Reputation: 633
I have a shell script and I want to add a line or two where it would remove a log file only if it exists. Currently my script simply does:
rm filename.log
However if the filename doesn't exist I get a message saying filename.log does not exist, cannot remove. This makes sense but I don't want to keep seeing that every time I run the script. Is there a smarter way with an IF statement I can get this done?
Upvotes: 55
Views: 66953
Reputation: 5119
You can use
To delete a directory
rm -rf my/dir || true
To delete a file
rm my/file || true
|| true
works if the file/directory does not exist and does not throw an error
Upvotes: 1
Reputation: 46509
Touch the file first, which will create it if it's not present, but only change the timestamp if it is present.
touch filename && rm filename
Less efficient, but easy to remember.
Upvotes: 11
Reputation: 370
if [ ! -f 'absolute path of file' ]
then
echo "File does not exist.

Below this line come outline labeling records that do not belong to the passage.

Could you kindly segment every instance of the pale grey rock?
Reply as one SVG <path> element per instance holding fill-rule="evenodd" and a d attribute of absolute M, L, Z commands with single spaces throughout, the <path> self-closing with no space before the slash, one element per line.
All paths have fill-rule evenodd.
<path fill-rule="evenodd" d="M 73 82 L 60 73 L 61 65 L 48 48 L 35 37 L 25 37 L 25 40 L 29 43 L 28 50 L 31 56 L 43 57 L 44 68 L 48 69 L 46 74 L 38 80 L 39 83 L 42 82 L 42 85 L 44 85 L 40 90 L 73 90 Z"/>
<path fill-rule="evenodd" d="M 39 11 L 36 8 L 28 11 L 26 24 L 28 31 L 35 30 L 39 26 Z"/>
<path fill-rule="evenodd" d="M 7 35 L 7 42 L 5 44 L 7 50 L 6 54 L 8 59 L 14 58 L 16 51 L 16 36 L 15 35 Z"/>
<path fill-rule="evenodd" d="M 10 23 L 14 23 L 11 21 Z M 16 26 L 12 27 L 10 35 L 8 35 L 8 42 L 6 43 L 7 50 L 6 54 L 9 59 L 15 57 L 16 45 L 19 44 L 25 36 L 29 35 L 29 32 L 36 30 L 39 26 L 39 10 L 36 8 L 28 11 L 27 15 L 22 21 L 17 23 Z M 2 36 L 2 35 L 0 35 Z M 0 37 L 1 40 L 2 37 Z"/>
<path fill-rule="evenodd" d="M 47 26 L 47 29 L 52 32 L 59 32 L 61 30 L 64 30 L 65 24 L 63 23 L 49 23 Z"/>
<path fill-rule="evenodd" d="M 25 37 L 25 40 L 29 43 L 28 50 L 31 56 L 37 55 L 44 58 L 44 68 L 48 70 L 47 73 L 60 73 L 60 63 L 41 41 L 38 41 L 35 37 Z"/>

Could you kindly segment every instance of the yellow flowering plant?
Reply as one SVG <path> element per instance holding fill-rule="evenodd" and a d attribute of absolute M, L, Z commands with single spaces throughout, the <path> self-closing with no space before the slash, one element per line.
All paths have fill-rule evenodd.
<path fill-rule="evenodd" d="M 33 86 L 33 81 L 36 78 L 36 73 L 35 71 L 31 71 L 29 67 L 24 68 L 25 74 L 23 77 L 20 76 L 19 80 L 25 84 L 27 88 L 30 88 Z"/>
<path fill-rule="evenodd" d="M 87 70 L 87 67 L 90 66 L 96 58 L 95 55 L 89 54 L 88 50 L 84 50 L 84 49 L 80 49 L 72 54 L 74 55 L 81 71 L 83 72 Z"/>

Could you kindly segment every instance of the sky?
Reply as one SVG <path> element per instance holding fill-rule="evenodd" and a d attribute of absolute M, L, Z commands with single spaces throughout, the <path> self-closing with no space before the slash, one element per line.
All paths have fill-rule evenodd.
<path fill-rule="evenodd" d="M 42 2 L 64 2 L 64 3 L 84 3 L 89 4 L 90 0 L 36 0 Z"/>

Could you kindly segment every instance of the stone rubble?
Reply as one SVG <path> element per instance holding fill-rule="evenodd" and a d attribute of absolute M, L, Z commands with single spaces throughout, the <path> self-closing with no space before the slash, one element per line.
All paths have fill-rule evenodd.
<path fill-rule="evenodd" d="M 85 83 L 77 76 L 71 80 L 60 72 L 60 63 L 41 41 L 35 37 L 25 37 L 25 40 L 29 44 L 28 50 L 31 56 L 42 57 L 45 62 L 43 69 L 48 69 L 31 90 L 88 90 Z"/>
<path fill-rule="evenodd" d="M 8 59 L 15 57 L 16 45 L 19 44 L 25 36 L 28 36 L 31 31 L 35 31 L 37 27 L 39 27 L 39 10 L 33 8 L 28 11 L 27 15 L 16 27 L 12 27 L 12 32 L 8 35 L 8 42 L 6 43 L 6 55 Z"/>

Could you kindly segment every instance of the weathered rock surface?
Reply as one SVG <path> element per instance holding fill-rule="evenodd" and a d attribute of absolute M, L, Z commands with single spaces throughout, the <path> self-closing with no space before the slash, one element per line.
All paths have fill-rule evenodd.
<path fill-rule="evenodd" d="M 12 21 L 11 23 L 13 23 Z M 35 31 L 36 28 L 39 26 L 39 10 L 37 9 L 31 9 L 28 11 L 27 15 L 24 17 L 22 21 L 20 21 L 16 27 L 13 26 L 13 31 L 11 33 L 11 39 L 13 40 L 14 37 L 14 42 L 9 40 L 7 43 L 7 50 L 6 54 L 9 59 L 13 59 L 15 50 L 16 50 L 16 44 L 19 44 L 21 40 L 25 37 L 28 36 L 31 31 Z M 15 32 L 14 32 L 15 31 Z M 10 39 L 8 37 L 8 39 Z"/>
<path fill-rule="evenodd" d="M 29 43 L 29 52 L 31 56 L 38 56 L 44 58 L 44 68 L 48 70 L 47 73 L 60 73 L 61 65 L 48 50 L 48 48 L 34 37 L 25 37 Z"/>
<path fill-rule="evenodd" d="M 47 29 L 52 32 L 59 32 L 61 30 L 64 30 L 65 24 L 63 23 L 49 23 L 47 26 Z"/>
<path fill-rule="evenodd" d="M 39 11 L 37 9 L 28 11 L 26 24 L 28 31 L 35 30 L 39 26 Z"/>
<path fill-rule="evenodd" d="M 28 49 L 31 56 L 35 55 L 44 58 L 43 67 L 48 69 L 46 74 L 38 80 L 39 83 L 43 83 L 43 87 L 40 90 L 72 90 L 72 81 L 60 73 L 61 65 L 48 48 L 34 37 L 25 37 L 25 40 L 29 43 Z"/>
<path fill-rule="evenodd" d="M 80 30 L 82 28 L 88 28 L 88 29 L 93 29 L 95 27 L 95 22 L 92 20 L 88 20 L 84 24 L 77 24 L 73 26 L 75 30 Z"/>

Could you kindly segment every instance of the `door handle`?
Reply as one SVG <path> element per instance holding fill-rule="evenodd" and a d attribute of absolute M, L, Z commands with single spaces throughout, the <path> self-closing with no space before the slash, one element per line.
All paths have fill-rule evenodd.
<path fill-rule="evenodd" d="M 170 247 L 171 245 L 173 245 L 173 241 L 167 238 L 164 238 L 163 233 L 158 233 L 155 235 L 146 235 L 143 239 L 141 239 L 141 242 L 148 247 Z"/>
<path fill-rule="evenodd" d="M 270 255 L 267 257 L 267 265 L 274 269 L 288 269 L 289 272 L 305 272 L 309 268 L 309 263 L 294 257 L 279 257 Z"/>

Skipping..."
else
rm 'absolute path of file'
fi
If you use the following then it should work.
Upvotes: 5
Reputation: 295934
Pass the -f
argument to rm
, which will cause it to treat the situation where the named file does not exist as success, and will suppress any error message in that case:
rm -f -- filename.log
What you literally asked for would be more like:
[ -e filename.log ] && rm -- filename.log
but it's more to type and adds extra failure modes. (If something else deleted the file after [
tests for it but before rm
deletes it, then you're back at having a failure again).
As an aside, the --
s cause the filename to be treated as literal even if it starts with a leading dash; you should use these habitually if your names are coming from variables or otherwise not strictly controlled.